CMK'nın 170/2. maddesine göre kamu davası açılabilmesi için soruşturma aşamasında toplanan delillere göre suçun işlendiğine dair yeterli şüphe bulunması gerekir. Suç ihbar veya şikayeti yoluyla soruşturma yaparak maddi gerçeğe ulaşma yükümlülüğü ve yetkisi bulunan Cumhuriyet savcısı, soruşturma sonucunda elde edilen delilleri değerlendirerek kamu davası açmayı gerektirir nitelikte yeterli şüphe olup olmadığını takdir edecektir. Ancak soruşturma aşamasında Cumhuriyet savcısının delil değerlendirmesiyle, kovuşturma aşamasında hakimin delilleri değerlendirmesi birbirinden farklı özelliklere sahiptir.
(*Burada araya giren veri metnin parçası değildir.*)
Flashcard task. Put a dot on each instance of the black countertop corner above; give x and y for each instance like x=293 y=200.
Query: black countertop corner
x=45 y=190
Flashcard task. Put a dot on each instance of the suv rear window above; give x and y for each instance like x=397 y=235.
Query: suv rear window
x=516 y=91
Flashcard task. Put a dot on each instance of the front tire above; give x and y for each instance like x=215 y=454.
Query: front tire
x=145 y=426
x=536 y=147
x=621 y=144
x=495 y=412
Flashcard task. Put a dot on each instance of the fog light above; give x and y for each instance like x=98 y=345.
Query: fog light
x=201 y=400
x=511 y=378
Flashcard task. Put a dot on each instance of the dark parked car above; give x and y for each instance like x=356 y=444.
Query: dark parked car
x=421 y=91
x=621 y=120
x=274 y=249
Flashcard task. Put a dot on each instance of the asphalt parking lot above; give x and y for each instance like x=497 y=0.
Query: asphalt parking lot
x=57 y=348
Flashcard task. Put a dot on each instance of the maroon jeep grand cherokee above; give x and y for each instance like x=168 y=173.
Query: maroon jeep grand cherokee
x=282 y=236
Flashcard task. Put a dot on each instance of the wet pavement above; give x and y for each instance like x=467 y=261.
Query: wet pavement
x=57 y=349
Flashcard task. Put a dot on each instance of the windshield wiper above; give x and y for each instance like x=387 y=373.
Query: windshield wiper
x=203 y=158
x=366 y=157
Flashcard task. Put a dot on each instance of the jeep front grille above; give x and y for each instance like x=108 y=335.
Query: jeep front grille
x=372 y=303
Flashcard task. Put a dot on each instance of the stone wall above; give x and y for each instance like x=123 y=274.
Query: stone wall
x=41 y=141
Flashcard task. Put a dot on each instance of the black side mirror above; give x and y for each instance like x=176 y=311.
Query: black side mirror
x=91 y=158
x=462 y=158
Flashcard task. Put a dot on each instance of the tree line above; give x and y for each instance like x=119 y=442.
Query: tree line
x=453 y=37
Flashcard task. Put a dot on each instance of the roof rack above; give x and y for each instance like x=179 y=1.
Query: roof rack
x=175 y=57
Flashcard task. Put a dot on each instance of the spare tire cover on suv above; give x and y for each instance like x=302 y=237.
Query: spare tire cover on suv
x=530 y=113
CMK'nın 170/2. maddesine göre soruşturma aşamasında toplanan deliller kamu davası açılması için yeterli şüphe oluşturup oluşturmadıkları çerçevesinde incelemeye tabi tutulurken, kovuşturma aşamasında, isnad edilen suçun işlenip işlenmediği hususunda mahkumiyete yeter olup olmadığı ve tam bir vicdani kanaat oluşturup oluşturmadığı çerçevesinde değerlendirilmektedir.
İncelenen somut olayda; müşteki vekilinin 23/06/2020 havale tarihli şikayet dilekçesinde, sosyal paylaşım sitesinde yer alan hakaret içeren yazıyı öğrenme tarihinin 02/05/2020 olduğunu belirtmesi ve bu tarihten önce öğrendiğine dair delil bulunmaması karşısında; şikayetin süresinde yapıldığı ve şikayete konu şüphelinin söylediği iddia edilen sözlerin müştekinin onur, şeref ve saygınlığına yönelik olgu isnadı niteliğinde olduğunun anlaşılması karşısında, sözlerin kaba, incitici, sert ifade veya eleştiri niteliğinde olduğundan bahisle şüpheli hakkında kovuşturmaya yer olmadığına dair karar verilmesi, itiraz mercii tarafından da şikayetin süresinde olmasına karşın şikayet hakkı süresinin geçtiğinden bahisle itirazın reddine karar verilmesi isabetsiz olup, ayrıca CMK'nın 172/1. maddesindeki, kovuşturma olanağının bulunmaması hâllerinin somut olayda mevcut olmadığı, dolayısıyla şüphelinin tespitine yönelik olarak gerekli tüm soruşturma işlemleri yapıldıktan sonra, şüphelinin tespiti halinde iddianame düzenlenmesi, tespit edilemediği takdirde ise daimi arama kararı alınarak dava zamanaşımı süresince soruşturmaya devam edilmesi gerektiği anlaşılmakla, merciince itirazın kabulüne yerine reddine karar verilmesi hukuka aykırıdır.
Sonuç ve Karar:
Yukarıda açıklanan nedenlerle;
Yargıtay Cumhuriyet Başsavcılığı'nın kanun yararına bozma isteği doğrultusunda düzenlediği tebliğnamedeki düşünce yerinde görüldüğünden,
1- ... 5. Sulh Ceza Hâkimliğinin 25/01/2021 tarihli ve 2021/20 değişik ... sayılı kararının, 5271 sayılı CMK’nın 309. maddesi uyarınca BOZULMASINA,
2- CMK’nın 309. maddesinin 4-a fıkrası gereğince, sonraki işlemlerin mahallinde tamamlanmasına, dosyanın Adalet Bakanlığına sunulmak üzere Yargıtay Cumhuriyet Başsavcılığı'na TEVDİİNE, 24/05/2022 tarihinde oy birliğiyle karar verildi.